De cette source qui puise ses pensées à même le péché, chacun est responsable de boire ou non.  Le péché tapi dans le sous-bois de notre être ne demande qu’à détruire tous ceux qui osent s’opposer à notre propre justice et à notre amour propre.  L’amertume répond à notre besoin de protection, de valorisation et d’acceptation.  Mais la source falsifiée par le péché transforme ces besoins justifiés en désirs idolâtres au point de ternir et désirer détruire ceux qui nous entourent.  Nous y arrivons une pensée à la fois, puis la fermentation fait son effet, la pression siffle par une parole qui terni l’autre, et finalement en actions qui éclatent avec plus ou moins de force.

Un cancer de l’âme

Un sage chinois a dit : désirer se venger, c’est prendre un poison en espérant voir l’autre mourir. L’amertume, c’est le cancer de l’âme.  C’est la bactérie qui transforme un aliment sain en un poison mortel.  Tel le botulisme, elle paralyse les sens et finit par atteindre toutes les fonctions vitales, jusqu’à arrêter de respirer. C’est la mort de l’âme.  Pour un régénéré, c’est la zombification d’un vivant se comportant comme un mort.

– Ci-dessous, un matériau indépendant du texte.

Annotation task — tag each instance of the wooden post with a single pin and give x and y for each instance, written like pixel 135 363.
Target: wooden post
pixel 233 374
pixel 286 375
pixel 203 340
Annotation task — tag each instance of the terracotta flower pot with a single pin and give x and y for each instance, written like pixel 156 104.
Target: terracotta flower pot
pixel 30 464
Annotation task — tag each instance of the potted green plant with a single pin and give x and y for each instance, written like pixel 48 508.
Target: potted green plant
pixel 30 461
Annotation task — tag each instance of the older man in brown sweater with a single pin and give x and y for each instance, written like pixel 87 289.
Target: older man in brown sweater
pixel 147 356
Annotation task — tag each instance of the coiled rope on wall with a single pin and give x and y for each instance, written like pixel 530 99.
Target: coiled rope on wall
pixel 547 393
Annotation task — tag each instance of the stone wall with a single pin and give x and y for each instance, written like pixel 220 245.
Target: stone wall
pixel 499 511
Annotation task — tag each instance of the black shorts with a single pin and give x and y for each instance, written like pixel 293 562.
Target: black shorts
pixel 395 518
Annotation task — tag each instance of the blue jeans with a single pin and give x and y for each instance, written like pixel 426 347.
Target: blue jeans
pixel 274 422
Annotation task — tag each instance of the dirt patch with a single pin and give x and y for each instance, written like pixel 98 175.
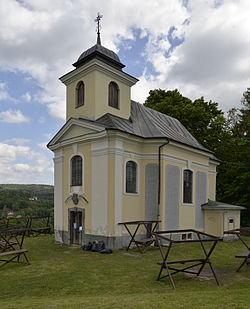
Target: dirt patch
pixel 133 255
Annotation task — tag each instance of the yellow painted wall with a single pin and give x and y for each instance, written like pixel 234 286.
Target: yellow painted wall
pixel 111 194
pixel 231 214
pixel 214 222
pixel 67 189
pixel 95 105
pixel 88 109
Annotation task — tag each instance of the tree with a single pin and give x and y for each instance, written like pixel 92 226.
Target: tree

L’amertume gruge lentement, à petit feu, étape par étape, mot par mot et pensée après pensée, dirigée vers l’obsession du rétablissement de la justice, jusqu’à l’aveuglement spirituel. Et par surcroît, l’amertume se transmet.  Elle se propage au travers des paroles, par le simple fait de déformer la réalité envers une oreille crédule. Nous falsifions par nos propos savoureux, teintés de médisance et saupoudrés d’une pincée de calomnie, nous inoculons notre amertume au fond du cœur d’une tierce personne.  Nous influençons sa réalité pour lui faire accepter la nôtre.  Et nous avons ce sentiment d’avoir un allié, une victoire, un semblant de justice alors que c’est notre propre condamnation que nous signons. L’amertume a ses rejetons, et infecte son entourage, elle a ses racines et brise les fondations souvent solides, par une séduction naturelle qui entraîne tous ses adeptes vers le tréfonds du mensonge.

Un antidote

Le seul antidote efficace pour contrer ce poison est la puissance régénératrice de l’Évangile.  Si je subis un tort ou une injustice quelconque, l’œuvre de Christ me ramène invariablement à la justice véritable. Le miroir de la croix me reflète le visage de mon péché, et la véritable nature de ce que je suis : offenseur et agresseur devant Dieu.

Le regard que j’ai envers les torts que je subis, peu importe leurs justifications, doit passer premièrement au travers de la lunette de ma propre condition.  Puis admirer toute la grâce que Dieu exerce à mon égard. Son amour inconditionnel, et toute la provision d’amour, d’acceptation et de patience qu’il manifeste envers moi.  La grâce nous élève et nous fait passer de vengeur à rédempteur.  Puis  je prendrai une décision qui transformera toutes mes relations : agir envers mon prochain de la même façon que Dieu le fait envers moi.